The pills worked, but the bleeding was profuse and the pain from the periods that followed excruciating. It was only a year later that she visited another doctor and learned that pieces of the foetus were still in her womb. Once the doctor removed them the pain finally dulled but it has never gone away.
Napatt said the new amendments would not help women in the same position as she was in 15 years ago and that they would not have helped her back then given the timing of her abortion.
“I still would have gone to an unsafe abortion clinic, so it would not have helped,” she said.
Statistics on abortions in Thailand are either outdated or incomplete. But judging by her own work on the issue, Sulaiporn estimates that about one in five women in the country who choose to have an abortion do so after the first trimester.
“In general we know that criminal restrictions do not deter the incidence of abortion and they just force many pregnant persons to undergo unsafe abortions,” said Jacob, of the Center for Reproductive Rights.
“So without actual access … to safe abortion, they are forced to undergo unsafe abortions, which then means that they are risking their lives and their health.”

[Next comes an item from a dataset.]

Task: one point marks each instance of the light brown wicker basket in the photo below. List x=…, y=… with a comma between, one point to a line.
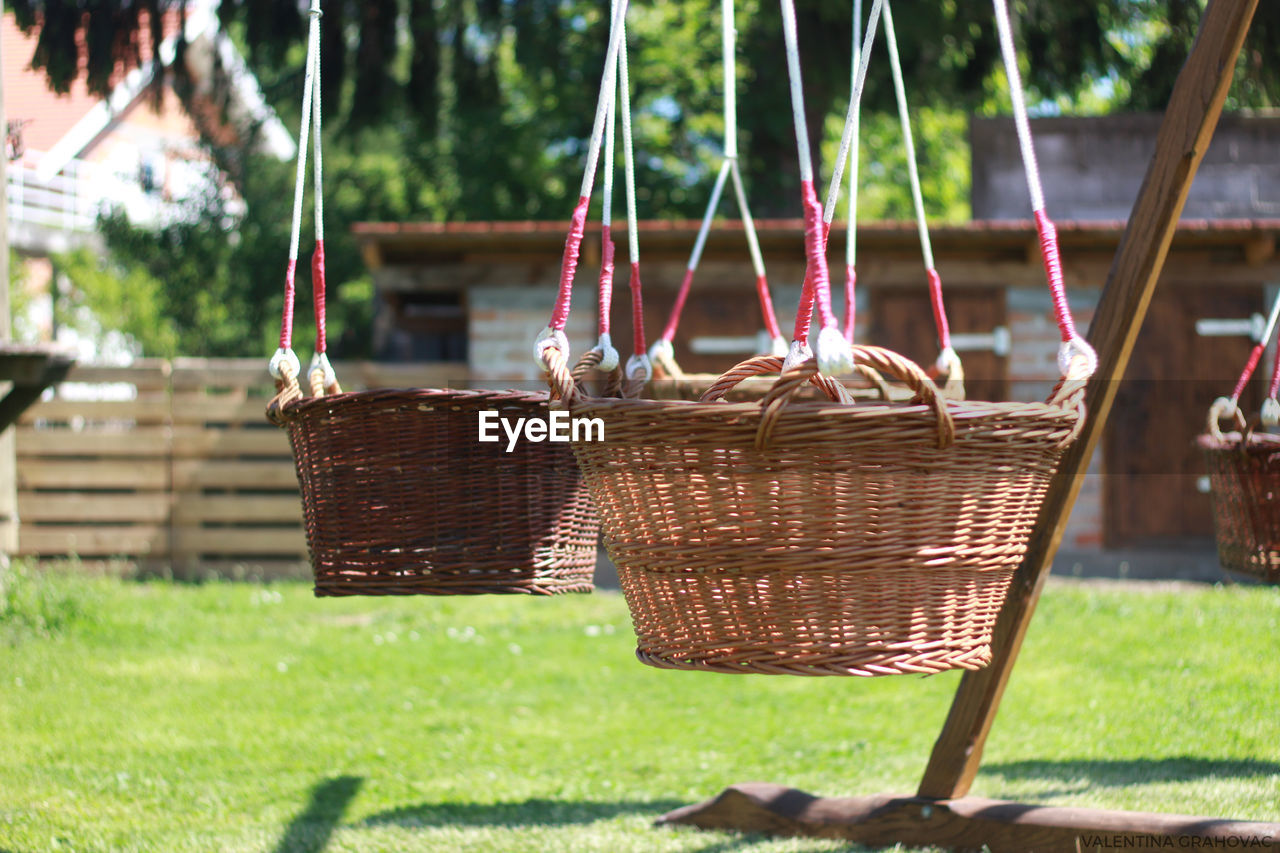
x=400, y=497
x=819, y=538
x=1244, y=492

But now that more women will have access to legal abortion in theory, human groups say authorities need to make sure that is true in practice.
Sulaiporn said many women who would qualify for legal abortions under the old rules did not know because the government and healthcare sector did little to spread the word and that the 100 or so hospitals and clinics licensed to terminate pregnancies are not enough.

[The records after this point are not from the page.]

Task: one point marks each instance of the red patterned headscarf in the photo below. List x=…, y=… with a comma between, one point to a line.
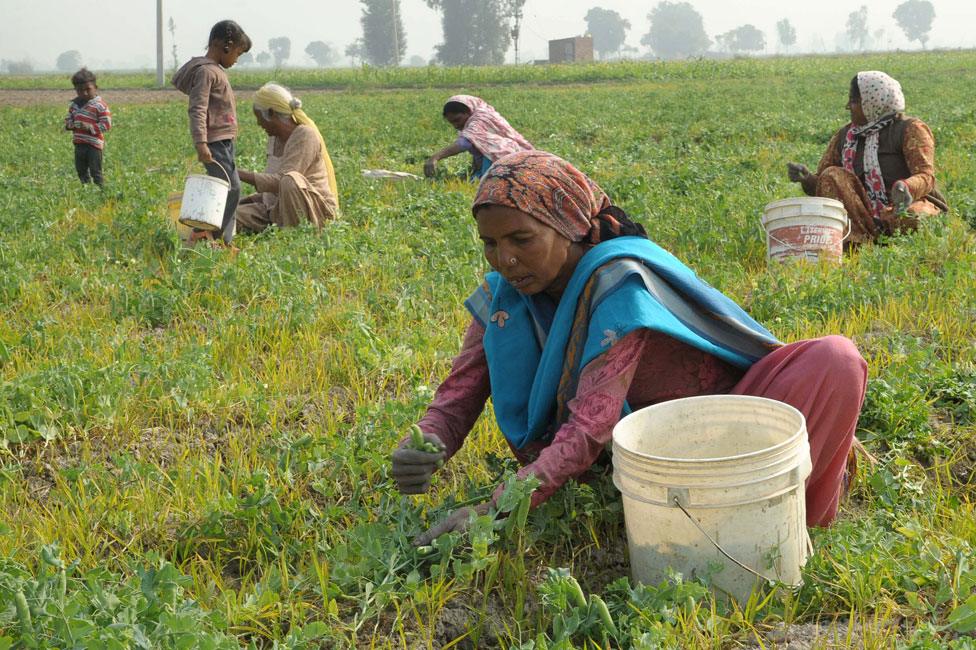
x=550, y=189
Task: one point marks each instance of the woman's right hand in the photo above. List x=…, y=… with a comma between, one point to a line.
x=203, y=153
x=413, y=468
x=797, y=172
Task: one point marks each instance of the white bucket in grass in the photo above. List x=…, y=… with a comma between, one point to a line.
x=204, y=199
x=805, y=227
x=702, y=475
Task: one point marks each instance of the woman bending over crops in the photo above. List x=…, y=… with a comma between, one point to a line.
x=881, y=165
x=482, y=132
x=299, y=180
x=582, y=315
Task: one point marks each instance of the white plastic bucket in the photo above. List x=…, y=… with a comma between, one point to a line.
x=805, y=227
x=204, y=199
x=736, y=465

“If they didn’t plan for the budget, they didn’t set up the doctors, they didn’t do anything, it cannot help women to get access to abortion easier, [and] I think it will be the same like before,” she said.

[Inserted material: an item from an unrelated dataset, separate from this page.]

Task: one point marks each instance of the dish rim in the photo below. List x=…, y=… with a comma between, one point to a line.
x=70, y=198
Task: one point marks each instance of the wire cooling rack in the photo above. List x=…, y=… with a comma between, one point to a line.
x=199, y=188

Government spokeswoman Ratchada Thanadirek said plans to bolster abortion services and advertise the new rules were in the works but defended putting some legal limits on when a woman could choose to terminate a pregnancy.
“We understand the expectations, but from the government perspective we have consulted with several medical agencies; it’s not just based on the law perspective, but it’s from the health perspective for women as well,” she said.
The Medical Council of Thailand and the Royal Thai College of Obstetricians and Gynaecologists both recommended the 12-week limit.
“Before we didn’t allow any kind of abortion except that would harm the mother’s health or for the [rape] case,” Ratchada said.
“Now we allow women to have abortions, so I think this is progress, big progress, and the way to show that society should respect the rights of women.”